フランス陶磁の世界でルーアンは非常に重要な製陶地であり、陶磁博物館は外せませんが、他にもモネが連作を描いたルーアン大聖堂、ステンドグラスで有名なジャンヌ=ダルク教会、大時計台・・・ノルマンディの建築も含め、見どころたくさんの魅力溢れる街です。

案内役は昨日の講義の講師、アリーヌ・ジョスラン=コナン。今日のルーアンへの遠足のために、昨日もかなりの時間をルーアン・ファイアンスの説明に割いてくださいました。

今日は全員参加ではなく有志のみの参加としたところ、男性陣は不参加となり、結果「女子会」に。陶磁博物館は午後しか開館しないため、午前は『ブラアリーヌ』。興味深い建築の前で立ち止まっては写真を撮り、面白そうなお店があれば入り、と楽しく散策、圧巻のルーアン大聖堂を見学した後は、ルーアンの古陶磁を扱うギャラリーのプライベート見学。父親の代からルーアン古陶磁を扱う高級ギャラリーのクリスティーヌ・メタが、惜しげも無く作品を触らせてくださいました。

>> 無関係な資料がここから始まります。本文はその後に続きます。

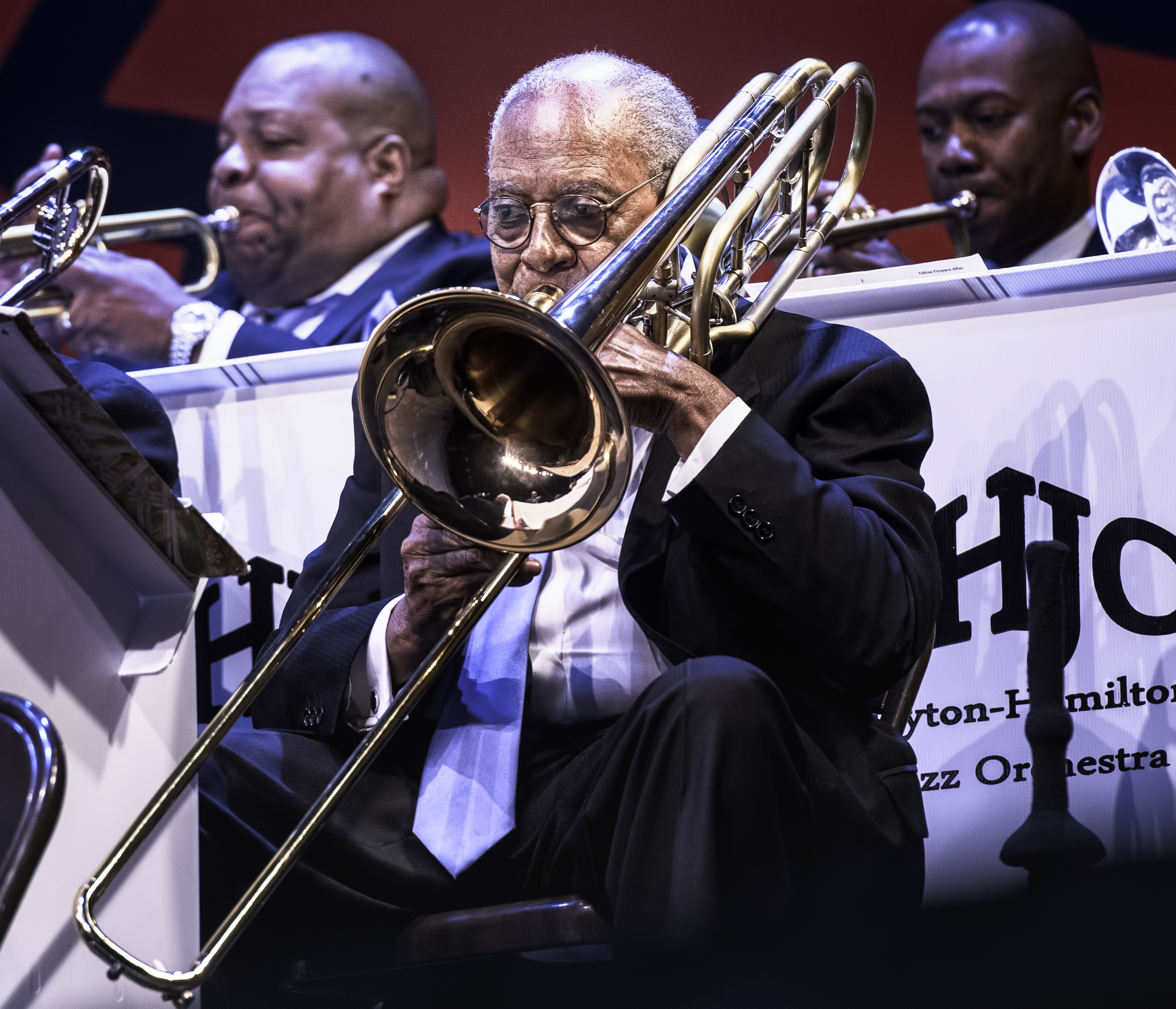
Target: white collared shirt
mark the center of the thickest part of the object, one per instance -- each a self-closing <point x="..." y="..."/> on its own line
<point x="1068" y="245"/>
<point x="590" y="659"/>
<point x="219" y="342"/>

当協会でいつも意識して行っていること、それは「市場の価値を知る」ことです。美術的価値を学ぶと同時に、さてそれはいくらなの?という市場価値を語ることは、日本では研究者はまずしないし、純粋な工芸品に対してお金のことを語るのはよくないこと、というイメージがあります。

ところがヨーロッパの専門家は最終的に評価額を査定するわけで、査定ができて初めて鑑定士と呼ばれます。クリスティーヌ・メタも古陶磁のオークションでは鑑定を担っている専門家。染付のルーアンの大皿2枚を比較して、それぞれの値段と、その値段の違いはどこから来るのか、を非常に詳しく説明してくださいます。

ランチは、ルーアンに唯一存在する5星ホテル内ブラスリーでの美食。ルネサンス時代からある屋敷が紆余曲折を経て、今世紀初頭には某銀行となっていましたが、それが数年前より5星ホテルにリニューアル。外部は「ルネサンスの建物」、内部は「モダンスタイル」の客室やレストラン、SPAとコントラストが見事なホテル。バーの床からは地下のプールが見えるというデザインです!

食後はマルシェで売っていたハート形のチーズ、ヌシャテルをみんなで買い込んだり、ジャンヌ=ダルクの涙のチョコレートと称されるアーモンドチョコレートを買いにショコラティエへ寄ったりしつつ、ようやくメイン見学地の陶磁博物館へ。

ファイアンスの作り方から、ベルナール・パリシーの世界を経て、いよいよルーアン・ファイアンスの部屋へ。真似っこしていた中国磁器やデルフトも同時に展示されており、よく見ないと(よく見ても)どちらがどちらかわからないものも。

ゆるく予定を立てたエクスカーション、途中のショコラティエやらチーズ屋さんやらのショッピングで現行品のルーアン陶磁器のショップへは寄れずでしたが、とても楽しく充実した遠足でした。